18. The method of calibration which was utilized for the Intoxilyzer 4011AS used in this case. (Citation omitted).
Ames , 71 Haw. at 315, 788 P.2d at 1287 (emphasis added).
More recently, this court has ruled that discoverable calibration records are limited to records made in close proximity to the date that the device was used to cite the defendant. See, e.g. , State v. Elizares , 136 Hawai‘i 28, 356 P.3d 1048, CAAP–14–0000498 2015 WL 5691390 at *1 (App. Sept. 28, 2015) (SDO) ( cert. denied ) (heard by the District Court with the instant case), State v. Eid , 127 Hawai‘i 3, 274 P.3d 1247, No. 29587 2012 WL 1071499 at *2 (App. Mar. 30, 2012) (SDO) (where defendant sought, inter alia , maintenance records of any device used to calibrate a police car speedometer for one year prior to his alleged offense, "Eid did not make a prima facie showing that the speed check evidence or speedometer reading were unreliable, and any claim on his part that the requested discovery would tend to negate his guilt or was material to his defense was speculative."); Lee , 120 Hawai‘i 256, 203 P.3d 676, No. 29017 2009 WL 641462 at *3 ("If the laser gun is functioning properly on the date of the alleged offense, the age and date of purchase of the laser gun do not appear to be material to the defense. See HRPP Rule 16(d).").
Murakami also argues that the continuous length of service of Intoxilyzer 68–011667 is itself suspect because such machines are allegedly unreliable. Murakami "specifically alleg[es] that the Intoxilizer [sic] [68–011667] was improperly maintained and therefore cannot be relied upon as a competent source of information [.]" Murakami provides no legal authority to support his proposition of general unreliability and does not proffer evidence of alleged impropriety, but rather speculates that the calibration records of Intoxilyzer 68–011667 dating back to 2008—when Intoxilyzer 68–011667 began its uninterrupted service—will provide insight into inevitable mistakes in its maintenance and calibration because (1) ever since "[Officer Nacis] signed off as the supervisor, and ever since he took over there has been no malfunction"; and (2) the expert testimony of Dr. Michaud indicates that verifying the accuracy of Intoxilyzer 68–011667 is not possible without certain information.

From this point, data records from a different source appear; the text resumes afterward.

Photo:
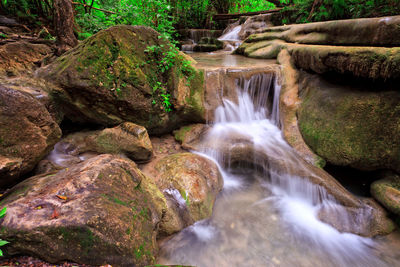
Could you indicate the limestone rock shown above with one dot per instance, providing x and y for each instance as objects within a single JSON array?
[
  {"x": 187, "y": 135},
  {"x": 366, "y": 62},
  {"x": 101, "y": 211},
  {"x": 365, "y": 217},
  {"x": 27, "y": 134},
  {"x": 387, "y": 192},
  {"x": 208, "y": 44},
  {"x": 356, "y": 32},
  {"x": 127, "y": 138},
  {"x": 288, "y": 104},
  {"x": 190, "y": 183},
  {"x": 113, "y": 77},
  {"x": 350, "y": 127},
  {"x": 20, "y": 57}
]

Murakami's argument is without merit. As his counsel acknowledged before the District Court, defendants are routinely provided with (1) the maintenance and calibration records taken thirty days before and after the breath test in question; and (2) the actual results of Murakami's breath test. As explained in Eid , without a prima facie showing that the measuring instrument was otherwise unreliable, any claim that the requested discovery would tend to negate his guilt or was material to his defense is speculative. As explained in Lee , if the measuring instrument is functioning properly on the date of the alleged offense, then the historical calibration and maintenance records are not material to the defense. Lee , 120 Hawai‘i 256, 203 P.3d 676, No. 29017 2009 WL 641462.
Therefore, the March 5, 2014 Notice of Entry of Judgment and/or Order entered by the District Court of the Third Circuit, North and South Hilo Division is affirmed.